Le contexte économique (durcissement des conditions de crédit et pouvoir d’achat érodé par l’inflation) est de plus en plus compliqué pour les entreprises. A l’occasion de la publication de ses comptes du troisième trimestre, le fabricant de puces STMicroelectronics averti de s’attendre à un baisse de la croissance des ventes au quatrième trimestre. Les consommateurs, contraints d’arbitrer leurs dépenses, privilégient les produits essentiels au détriment de l’électronique. STMicroelectronics a perdu jusqu’à 8,5% aujourd’hui à la Bourse de Paris. A la clôture, c’était encore la plus forte baisse du Cac 40.

un mur de rue, Objectif couler plus de 20% après avoir annoncé un bénéfice divisé par deux pour le troisième trimestre, en raison des difficultés du marché publicitaire – les annonceurs sont prudents sur les perspectives d’une récession mondiale, sur ce point le changement de politique de traçabilité d’Apple ne fait qu’accroître les difficultés de Facebook- et financières pertes dans les projets de réalité virtuelle des médias (métavers).

À Wall Street, si ce n’est le Nasdaq Composite des valeurs technologiques, les indices sont en hausse. Le Dow Jones, le moins exposé aux Gafam, gagne plus de 1%. L’économie américaine s’est redressée plus fort que prévu au troisième trimestre, selon la première estimation du PIB publiée par le département du Commerce, mais ce changement de tendance s’explique principalement par la réduction du déficit commercial, alors que la demande intérieure continue de se détériorer. “Le meilleur PIB américain de l’année est le plus récessif”, analyse Véronique Riches-Flores, fondatrice de RichesFlores Research. Un constat qui renforce l’espoir d’un “pivot” de la Fed.
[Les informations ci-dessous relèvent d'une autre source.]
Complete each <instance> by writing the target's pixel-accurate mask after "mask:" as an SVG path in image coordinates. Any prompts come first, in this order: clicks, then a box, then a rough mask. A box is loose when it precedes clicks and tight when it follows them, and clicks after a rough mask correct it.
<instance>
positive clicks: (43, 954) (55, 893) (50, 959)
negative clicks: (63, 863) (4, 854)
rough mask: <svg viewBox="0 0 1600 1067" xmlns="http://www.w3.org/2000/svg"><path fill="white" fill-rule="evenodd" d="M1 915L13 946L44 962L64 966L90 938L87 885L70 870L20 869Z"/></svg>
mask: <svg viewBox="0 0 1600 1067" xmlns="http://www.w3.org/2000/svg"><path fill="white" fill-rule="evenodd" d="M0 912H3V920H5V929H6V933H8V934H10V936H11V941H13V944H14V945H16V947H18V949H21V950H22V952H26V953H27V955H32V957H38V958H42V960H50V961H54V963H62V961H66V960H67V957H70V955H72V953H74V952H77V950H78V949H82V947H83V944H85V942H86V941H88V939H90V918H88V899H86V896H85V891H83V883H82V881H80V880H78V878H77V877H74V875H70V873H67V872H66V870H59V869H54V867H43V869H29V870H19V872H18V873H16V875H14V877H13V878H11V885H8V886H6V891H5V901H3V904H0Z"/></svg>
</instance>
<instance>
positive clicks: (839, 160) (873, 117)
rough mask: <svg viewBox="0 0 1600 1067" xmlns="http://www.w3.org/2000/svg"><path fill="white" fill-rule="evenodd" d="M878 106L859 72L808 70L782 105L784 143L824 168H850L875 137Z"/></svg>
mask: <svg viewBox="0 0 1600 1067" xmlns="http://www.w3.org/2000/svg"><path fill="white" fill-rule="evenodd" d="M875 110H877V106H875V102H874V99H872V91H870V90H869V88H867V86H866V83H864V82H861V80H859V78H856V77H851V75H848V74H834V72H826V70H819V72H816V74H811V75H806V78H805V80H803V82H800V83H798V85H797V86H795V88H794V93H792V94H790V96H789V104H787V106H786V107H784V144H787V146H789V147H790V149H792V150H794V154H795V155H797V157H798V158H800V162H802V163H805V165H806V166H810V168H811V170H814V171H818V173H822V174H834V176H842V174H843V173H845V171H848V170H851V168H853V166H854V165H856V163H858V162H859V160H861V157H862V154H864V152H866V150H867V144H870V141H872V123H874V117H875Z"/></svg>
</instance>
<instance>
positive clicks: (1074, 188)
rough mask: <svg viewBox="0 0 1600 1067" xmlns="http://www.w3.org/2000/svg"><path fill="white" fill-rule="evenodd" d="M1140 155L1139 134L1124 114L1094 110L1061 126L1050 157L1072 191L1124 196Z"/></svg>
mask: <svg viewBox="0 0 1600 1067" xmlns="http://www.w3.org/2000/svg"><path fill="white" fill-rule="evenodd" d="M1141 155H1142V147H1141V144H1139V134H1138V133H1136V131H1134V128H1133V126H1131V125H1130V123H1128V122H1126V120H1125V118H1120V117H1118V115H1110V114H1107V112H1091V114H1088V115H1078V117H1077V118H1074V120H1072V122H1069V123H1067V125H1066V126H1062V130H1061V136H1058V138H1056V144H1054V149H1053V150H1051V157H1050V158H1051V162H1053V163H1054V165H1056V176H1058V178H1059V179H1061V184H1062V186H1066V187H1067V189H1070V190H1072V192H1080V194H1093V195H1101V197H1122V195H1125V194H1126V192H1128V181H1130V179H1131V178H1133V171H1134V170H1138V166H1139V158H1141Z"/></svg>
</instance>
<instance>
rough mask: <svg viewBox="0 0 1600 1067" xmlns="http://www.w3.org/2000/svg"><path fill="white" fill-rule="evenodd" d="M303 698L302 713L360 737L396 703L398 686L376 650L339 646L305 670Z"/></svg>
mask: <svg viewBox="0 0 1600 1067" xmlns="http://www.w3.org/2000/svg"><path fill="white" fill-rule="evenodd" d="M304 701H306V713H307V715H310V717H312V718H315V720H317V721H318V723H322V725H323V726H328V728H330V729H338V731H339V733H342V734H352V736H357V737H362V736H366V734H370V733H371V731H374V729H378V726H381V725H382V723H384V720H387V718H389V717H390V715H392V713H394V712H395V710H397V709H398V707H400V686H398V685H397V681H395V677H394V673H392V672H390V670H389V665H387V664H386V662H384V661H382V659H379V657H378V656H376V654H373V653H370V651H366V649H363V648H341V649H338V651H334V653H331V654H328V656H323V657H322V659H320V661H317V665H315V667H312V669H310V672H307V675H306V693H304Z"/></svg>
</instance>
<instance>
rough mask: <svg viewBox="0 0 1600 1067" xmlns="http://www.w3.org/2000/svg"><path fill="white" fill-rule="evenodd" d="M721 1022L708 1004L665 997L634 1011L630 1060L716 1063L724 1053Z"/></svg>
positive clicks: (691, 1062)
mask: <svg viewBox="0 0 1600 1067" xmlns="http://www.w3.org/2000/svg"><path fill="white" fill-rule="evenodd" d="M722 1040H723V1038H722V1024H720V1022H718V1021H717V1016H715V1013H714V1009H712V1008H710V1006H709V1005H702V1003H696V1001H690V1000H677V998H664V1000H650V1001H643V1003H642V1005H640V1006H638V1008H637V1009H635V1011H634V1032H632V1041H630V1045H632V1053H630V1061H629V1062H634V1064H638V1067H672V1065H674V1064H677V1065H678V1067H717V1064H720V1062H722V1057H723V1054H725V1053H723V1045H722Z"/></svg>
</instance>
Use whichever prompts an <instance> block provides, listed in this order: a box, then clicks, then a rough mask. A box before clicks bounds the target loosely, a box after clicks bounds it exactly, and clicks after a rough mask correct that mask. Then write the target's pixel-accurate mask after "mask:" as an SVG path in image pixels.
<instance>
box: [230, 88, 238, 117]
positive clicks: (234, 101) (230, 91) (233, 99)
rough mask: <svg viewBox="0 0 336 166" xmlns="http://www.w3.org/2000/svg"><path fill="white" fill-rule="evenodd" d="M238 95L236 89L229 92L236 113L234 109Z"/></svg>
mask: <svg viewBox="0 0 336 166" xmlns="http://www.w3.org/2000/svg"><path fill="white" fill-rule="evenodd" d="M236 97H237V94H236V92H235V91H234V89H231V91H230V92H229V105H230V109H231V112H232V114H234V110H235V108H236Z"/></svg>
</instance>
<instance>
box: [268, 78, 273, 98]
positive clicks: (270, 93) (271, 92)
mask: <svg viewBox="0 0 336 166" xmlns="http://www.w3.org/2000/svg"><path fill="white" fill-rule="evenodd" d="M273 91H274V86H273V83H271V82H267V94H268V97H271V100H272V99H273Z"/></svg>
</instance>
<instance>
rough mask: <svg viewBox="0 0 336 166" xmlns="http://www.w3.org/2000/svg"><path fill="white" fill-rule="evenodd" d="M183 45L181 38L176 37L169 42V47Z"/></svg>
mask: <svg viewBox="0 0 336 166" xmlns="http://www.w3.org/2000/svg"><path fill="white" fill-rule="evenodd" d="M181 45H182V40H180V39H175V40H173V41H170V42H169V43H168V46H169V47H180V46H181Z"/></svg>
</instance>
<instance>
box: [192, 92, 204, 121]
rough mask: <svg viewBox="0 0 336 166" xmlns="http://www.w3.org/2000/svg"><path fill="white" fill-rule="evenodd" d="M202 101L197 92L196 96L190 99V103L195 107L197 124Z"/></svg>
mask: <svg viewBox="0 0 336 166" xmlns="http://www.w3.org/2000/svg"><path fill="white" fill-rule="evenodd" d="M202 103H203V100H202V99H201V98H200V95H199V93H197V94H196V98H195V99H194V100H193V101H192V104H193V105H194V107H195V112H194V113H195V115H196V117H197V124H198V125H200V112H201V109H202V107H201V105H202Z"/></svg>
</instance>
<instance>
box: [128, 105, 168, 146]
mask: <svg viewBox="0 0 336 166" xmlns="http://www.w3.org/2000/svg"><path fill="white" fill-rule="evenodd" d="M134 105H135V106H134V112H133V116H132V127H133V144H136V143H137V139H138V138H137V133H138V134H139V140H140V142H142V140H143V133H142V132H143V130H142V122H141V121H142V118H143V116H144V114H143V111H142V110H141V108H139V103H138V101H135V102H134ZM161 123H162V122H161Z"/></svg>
Cette croissance est principalement due au commerce extérieur, qui contribue pour 2,8 points, un résultat paradoxal dans le contexte de la hausse dollar, qui reflète principalement l’effet du ralentissement de la demande intérieure sur les importations de biens et de services. Celle-ci s’est contractée de près de 7% en rythme annualisé au troisième trimestre, fait jusque-là rarissime en dehors des périodes de récession.décrypte l’économiste.

mcDonalds gagne plus de 3% après avoir publié des comptes trimestriels qui montrent que le géant du fast-food se porte très bien malgré le contexte économique.